- Born: Andrew N. Chalmers December 21, 1992 (age 33) Toronto, Ontario, Canada
- Occupation: Actor
- Years active: 2003–2008

= Andrew Chalmers (actor) =

Canadian actor

Andrew N. Chalmers (born December 21, 1992) is a Canadian former teen actor.

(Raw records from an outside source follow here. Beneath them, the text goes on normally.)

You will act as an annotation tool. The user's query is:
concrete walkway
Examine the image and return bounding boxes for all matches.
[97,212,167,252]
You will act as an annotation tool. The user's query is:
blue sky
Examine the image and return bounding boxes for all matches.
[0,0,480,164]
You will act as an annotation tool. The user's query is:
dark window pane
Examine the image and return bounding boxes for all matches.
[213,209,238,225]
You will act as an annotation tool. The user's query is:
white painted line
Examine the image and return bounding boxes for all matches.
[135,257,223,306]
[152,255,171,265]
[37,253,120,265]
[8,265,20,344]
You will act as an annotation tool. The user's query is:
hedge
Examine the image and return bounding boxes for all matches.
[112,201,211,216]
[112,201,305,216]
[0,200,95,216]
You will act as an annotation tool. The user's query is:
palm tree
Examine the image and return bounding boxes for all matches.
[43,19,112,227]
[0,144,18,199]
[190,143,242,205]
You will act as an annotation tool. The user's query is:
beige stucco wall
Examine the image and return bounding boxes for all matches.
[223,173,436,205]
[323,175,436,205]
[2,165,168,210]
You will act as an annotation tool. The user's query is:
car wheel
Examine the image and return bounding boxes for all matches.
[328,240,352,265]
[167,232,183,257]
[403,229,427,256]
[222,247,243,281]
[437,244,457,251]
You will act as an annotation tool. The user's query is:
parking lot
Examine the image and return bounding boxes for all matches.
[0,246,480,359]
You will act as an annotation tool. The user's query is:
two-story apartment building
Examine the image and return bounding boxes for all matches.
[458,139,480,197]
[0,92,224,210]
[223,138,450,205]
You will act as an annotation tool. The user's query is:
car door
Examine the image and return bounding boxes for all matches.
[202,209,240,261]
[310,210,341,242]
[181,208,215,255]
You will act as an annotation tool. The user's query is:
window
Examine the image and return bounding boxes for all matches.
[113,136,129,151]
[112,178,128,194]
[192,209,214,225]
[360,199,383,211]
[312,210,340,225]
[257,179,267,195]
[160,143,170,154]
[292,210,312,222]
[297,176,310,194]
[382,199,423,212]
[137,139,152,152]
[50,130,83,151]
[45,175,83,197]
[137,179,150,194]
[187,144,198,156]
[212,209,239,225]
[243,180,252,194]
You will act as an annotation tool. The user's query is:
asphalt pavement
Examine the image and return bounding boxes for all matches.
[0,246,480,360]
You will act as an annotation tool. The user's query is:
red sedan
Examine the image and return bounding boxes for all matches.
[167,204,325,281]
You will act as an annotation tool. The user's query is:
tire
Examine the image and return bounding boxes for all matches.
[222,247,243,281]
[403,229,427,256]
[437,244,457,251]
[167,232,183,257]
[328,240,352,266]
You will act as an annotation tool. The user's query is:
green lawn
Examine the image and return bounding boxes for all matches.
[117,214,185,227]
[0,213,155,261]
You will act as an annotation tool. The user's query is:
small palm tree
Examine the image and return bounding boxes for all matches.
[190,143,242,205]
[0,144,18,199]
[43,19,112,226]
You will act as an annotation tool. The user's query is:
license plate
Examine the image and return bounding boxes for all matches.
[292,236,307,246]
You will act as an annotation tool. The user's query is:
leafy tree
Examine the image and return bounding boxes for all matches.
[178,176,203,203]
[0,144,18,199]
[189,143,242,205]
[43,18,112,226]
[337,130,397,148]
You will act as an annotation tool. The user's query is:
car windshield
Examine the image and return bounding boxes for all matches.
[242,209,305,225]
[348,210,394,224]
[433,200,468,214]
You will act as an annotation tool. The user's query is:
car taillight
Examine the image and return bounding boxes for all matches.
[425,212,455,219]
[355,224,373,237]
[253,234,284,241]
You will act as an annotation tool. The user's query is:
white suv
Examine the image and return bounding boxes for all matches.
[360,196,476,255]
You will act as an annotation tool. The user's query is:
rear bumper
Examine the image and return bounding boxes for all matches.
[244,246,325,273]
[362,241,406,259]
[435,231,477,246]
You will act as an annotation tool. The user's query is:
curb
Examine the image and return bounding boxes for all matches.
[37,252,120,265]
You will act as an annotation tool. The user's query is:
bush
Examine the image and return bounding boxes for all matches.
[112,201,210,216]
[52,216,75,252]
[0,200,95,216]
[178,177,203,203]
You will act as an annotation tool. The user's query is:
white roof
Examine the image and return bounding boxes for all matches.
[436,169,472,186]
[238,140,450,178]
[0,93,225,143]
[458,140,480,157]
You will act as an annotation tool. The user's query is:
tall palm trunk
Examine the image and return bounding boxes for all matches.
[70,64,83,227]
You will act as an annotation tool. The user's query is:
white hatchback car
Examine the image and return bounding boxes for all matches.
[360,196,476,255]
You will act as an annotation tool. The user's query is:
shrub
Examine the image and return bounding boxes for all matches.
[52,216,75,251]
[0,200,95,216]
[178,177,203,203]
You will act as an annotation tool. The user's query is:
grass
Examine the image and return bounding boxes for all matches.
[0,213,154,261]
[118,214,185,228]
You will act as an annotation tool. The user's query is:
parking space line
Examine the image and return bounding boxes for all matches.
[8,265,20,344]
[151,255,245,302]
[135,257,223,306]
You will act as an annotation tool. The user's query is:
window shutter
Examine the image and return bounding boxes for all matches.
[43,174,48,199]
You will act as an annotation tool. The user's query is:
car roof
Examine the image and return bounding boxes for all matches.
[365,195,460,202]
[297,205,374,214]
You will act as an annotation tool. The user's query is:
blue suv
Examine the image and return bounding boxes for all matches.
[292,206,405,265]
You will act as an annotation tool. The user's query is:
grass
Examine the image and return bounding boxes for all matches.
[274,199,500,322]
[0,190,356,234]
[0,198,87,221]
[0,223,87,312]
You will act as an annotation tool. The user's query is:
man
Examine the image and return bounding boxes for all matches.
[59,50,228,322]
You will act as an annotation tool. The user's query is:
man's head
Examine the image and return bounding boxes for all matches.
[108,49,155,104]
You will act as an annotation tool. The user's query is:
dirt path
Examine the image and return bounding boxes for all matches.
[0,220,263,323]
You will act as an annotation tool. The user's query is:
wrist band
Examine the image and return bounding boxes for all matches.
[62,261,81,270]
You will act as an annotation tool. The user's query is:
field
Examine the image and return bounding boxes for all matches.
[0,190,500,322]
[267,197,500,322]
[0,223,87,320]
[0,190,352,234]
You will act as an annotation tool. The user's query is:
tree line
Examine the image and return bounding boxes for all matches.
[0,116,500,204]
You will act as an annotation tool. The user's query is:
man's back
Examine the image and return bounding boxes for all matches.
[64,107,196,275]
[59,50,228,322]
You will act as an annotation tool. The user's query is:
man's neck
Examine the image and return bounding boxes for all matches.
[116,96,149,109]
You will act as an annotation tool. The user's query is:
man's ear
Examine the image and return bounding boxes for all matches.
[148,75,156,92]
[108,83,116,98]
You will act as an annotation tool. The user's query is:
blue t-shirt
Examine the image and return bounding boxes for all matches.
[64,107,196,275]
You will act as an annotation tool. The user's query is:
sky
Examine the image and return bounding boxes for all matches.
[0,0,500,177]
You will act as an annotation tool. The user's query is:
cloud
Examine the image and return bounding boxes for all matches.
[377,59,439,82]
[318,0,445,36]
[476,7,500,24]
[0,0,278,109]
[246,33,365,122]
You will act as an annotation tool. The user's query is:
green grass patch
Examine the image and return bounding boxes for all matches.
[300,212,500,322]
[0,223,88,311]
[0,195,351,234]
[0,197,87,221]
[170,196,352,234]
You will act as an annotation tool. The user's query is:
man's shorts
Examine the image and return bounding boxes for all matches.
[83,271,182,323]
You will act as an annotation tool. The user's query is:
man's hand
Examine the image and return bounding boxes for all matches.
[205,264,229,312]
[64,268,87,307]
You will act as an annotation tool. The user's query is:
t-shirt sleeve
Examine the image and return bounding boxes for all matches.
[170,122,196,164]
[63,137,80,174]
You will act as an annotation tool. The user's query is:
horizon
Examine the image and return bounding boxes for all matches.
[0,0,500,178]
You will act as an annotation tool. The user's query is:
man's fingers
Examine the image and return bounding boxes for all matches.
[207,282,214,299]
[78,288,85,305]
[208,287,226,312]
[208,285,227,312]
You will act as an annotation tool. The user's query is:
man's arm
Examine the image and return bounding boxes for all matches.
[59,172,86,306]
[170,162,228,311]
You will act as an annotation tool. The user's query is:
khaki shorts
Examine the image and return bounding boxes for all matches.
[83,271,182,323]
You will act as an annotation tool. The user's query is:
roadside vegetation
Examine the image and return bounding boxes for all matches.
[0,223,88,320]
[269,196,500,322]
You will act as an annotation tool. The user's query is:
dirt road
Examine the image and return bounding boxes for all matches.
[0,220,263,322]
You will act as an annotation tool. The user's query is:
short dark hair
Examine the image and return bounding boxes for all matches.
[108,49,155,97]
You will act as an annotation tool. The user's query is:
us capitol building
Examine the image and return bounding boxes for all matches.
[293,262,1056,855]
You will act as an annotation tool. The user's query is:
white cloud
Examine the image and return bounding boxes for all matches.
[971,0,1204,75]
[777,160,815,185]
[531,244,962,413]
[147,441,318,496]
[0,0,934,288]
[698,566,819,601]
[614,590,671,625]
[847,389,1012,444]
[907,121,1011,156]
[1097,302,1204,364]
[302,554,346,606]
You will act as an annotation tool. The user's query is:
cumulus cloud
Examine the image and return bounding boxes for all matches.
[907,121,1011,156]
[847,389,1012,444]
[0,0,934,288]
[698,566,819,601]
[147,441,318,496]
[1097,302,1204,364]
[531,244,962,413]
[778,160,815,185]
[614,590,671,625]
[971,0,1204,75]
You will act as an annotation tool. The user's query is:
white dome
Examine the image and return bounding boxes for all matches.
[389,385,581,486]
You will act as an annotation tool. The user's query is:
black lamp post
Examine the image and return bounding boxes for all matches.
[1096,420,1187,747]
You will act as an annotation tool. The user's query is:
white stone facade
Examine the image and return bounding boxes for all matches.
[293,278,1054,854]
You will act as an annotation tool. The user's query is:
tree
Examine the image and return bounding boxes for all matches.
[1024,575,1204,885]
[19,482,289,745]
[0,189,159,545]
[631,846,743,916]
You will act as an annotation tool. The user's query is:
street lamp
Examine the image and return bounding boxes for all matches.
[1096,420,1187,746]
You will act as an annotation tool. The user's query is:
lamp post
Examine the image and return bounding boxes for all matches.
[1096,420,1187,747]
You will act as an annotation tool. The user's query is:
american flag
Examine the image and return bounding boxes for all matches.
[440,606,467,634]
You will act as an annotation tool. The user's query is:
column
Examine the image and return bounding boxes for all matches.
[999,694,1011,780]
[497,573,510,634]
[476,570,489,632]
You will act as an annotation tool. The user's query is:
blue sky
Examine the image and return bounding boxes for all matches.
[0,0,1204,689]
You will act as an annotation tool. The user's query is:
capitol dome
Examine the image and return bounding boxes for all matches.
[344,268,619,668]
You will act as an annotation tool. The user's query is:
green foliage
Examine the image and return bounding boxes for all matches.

Chalmers was born in Toronto, Ontario, Canada. From 2003 to 2006, he played at least 15 roles in both television and feature films. His acting has progressed clearly from minor roles to playing the lead as the voice of Harry in the television series Harry and His Bucket Full of Dinosaurs. Chalmers is also in Chicks with Sticks and the television series Darcy's Wild Life on Disney's ABC Family Channel, where he plays Jack Adams.

== Filmography ==

=== Television ===
- Darcy's Wild Life (2004–2006) – Jack Adams
- Harry and His Bucket Full of Dinosaurs (2005) – Harry
- A Very Married Christmas (2004) – Gabe
- Mutant X (2003) – Young Jonny

=== Film ===
- Finn's Girl (2007) – Max
- Molly: An American Girl on the Home Front (2006) (TV) – Richard 'Ricky' McIntire
- Siblings (2004) – Pete
- Pigeon (2004) – Stray Kid #2
- A Home at the End of the World (2004) – Young Bobby Morrow (1967)
- Godsend (2004) – a St. Pius Student
- Chicks with Sticks (2004) – Stewart "Stewie" Taymore
- Comfort and Joy (2003) (TV) – Troy Keller and Ryan Chalmers

==Awards==
In 2006 & again in 2007, Andrew and his young co-stars from Darcy's Wild Life were nominated for the Young Artist Award in the category "Best Young Ensemble Performance in a TV Series" (Comedy or Drama).